Needless to say, the yuppie black parents with highly-paid affirmative-action jobs in government or big corporations stand in line for hours to enroll their children in schools such as Pretoria Girls High. Even the country’s Minister of Basic Education, Angie Motshekga, who is black, told the SABC (South African Broadcasting Corporation) that there was “nothing controversial” about the rules at Pretoria Girls High, and even referred dismissively to the “mixed breed’s Afro.” Any white person who uttered these words would be dismissed hysterically. “If you look at those rules you can see that they are standard rules that you find in most codes of conduct,” she said.

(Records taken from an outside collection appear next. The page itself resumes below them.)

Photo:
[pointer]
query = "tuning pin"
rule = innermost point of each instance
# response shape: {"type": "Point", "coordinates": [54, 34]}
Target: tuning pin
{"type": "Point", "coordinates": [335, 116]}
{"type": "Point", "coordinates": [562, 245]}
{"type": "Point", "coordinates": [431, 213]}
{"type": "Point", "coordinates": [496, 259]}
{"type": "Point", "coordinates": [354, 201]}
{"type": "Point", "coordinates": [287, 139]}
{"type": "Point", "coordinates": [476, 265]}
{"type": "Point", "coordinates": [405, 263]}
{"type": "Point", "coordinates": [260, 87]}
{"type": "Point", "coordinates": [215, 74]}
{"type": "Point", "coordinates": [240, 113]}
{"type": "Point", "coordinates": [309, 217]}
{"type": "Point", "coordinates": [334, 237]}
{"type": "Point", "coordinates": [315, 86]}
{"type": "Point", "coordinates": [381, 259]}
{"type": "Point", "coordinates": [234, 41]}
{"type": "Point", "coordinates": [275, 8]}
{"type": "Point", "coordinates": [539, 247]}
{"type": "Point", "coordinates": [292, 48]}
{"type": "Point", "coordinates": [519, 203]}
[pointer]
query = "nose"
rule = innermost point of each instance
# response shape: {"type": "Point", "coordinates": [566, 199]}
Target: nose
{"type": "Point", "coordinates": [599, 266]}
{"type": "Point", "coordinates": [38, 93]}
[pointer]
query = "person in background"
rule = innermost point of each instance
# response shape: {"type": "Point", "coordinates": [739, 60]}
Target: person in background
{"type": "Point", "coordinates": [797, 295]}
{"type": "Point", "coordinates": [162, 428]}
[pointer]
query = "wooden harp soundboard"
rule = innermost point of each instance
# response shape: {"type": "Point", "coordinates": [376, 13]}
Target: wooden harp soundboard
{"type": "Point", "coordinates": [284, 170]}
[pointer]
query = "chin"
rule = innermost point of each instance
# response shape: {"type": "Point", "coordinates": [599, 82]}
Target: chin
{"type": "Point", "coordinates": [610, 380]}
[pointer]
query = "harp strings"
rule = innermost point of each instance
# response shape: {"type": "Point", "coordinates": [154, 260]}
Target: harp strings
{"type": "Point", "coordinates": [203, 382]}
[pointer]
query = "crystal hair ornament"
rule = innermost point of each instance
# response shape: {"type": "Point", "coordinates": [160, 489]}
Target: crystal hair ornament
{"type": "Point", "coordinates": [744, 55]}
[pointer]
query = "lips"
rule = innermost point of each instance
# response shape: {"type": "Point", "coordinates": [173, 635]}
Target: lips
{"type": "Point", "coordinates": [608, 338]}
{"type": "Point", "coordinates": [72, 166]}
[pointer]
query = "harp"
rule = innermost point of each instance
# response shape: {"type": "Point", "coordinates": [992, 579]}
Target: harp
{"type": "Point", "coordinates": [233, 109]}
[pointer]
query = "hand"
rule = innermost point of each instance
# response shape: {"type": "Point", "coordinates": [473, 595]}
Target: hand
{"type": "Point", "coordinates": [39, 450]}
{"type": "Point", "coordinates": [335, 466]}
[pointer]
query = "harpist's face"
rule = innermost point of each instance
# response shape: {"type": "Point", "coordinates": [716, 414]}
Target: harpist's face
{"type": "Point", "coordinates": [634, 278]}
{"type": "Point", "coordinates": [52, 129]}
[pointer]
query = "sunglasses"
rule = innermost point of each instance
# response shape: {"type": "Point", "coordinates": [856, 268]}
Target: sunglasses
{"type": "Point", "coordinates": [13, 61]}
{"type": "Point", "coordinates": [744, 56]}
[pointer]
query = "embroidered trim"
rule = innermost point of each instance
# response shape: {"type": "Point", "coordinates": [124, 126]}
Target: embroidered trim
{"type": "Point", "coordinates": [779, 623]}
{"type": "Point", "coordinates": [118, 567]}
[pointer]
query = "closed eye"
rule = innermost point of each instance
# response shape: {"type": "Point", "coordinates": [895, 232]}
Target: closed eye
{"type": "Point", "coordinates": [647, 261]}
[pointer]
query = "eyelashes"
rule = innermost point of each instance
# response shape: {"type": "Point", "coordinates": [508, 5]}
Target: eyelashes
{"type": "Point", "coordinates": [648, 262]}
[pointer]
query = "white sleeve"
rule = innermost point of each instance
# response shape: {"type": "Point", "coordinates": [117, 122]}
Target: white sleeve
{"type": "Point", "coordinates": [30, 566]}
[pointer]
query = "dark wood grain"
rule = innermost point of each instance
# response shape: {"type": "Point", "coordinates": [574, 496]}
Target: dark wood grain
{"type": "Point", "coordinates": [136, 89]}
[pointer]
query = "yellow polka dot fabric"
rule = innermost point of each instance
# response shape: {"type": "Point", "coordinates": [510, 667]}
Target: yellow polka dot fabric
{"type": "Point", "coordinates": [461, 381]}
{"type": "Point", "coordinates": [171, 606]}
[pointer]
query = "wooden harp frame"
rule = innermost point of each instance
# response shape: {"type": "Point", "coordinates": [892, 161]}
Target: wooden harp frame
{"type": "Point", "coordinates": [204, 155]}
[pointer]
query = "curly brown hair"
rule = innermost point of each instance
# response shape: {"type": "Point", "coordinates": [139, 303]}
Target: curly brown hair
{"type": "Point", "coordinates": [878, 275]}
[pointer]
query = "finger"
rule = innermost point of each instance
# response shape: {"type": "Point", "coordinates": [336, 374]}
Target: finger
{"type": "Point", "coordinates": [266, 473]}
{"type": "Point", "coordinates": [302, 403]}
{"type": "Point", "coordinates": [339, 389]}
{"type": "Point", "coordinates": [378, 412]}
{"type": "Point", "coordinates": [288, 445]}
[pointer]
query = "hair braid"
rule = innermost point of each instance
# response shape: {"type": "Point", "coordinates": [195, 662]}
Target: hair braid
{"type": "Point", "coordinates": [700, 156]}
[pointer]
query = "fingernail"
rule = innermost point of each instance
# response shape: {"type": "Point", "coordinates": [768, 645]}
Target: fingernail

The student body at Pretoria High is reportedly about 35 percent black, so it is still a majority-white school, but probably not for long. It is in “old Pretoria,” near the university and city centre. Like in many American cities, white flight has left the downtown completely black; demographic pressures is bound to make it all-black, with the current controversy adding fuel to the fire.

Instead of trying to fix the public schools in black areas, where drunken or absentee teachers, grades for sexual favors, and even rape are not uncommon, the education department focuses on the white-run schools that inadvertently transgress PC dogma.

In the aftermath of the Pretoria High controversy, further reports appeared in the international press, including the Washington Post, mostly accusing the white teaching staff of racism. In South Africa, there has been a bandwagon effect with girls in schools as far afield as Cape Town and Durban suddenly angry about appearance rules.

A black pupil at Sans Souci High School for Girls in Newlands, Cape Town, claimed that “I had to cut it [my hair] and burn my scalp just to get it straight and fit the perfect image of a ‘proper Sans Souci girl.’ ” Along the East Coast of South Africa, the KwaZulu-Natal education department sent a posse of officials to investigate Queensburgh Girls’ High, near Durban, after allegations that black pupils were not told not to play indigenous games and to cut their hair because it “looked messy.”

And this is in addition to the steady drumbeat of the usual accusations: One black girl at the Kwazulu-Natal school accused her English teacher of being “racist” because she had criticized the black practice of “lobola” whereby brides are sold for cattle. “She wants us to think like her, she is always putting us down,” she said.

The schools controversy prompted black activist Khaya Dlanga to say that “this is why black-owned and controlled private schools are the way forward.” We have seen this kind of separatist sentiment in the United States as well. Does it mean we have come full circle? Are blacks now suggesting that some form of enlightened segregation is the only way out of the nightmare of racial issues that make headlines every week?

South Africa continues to slouch towards the “non-racial” ideal stated in the preamble to its 1996 Constitution–a notion that appears more bizarre and unattainable every day.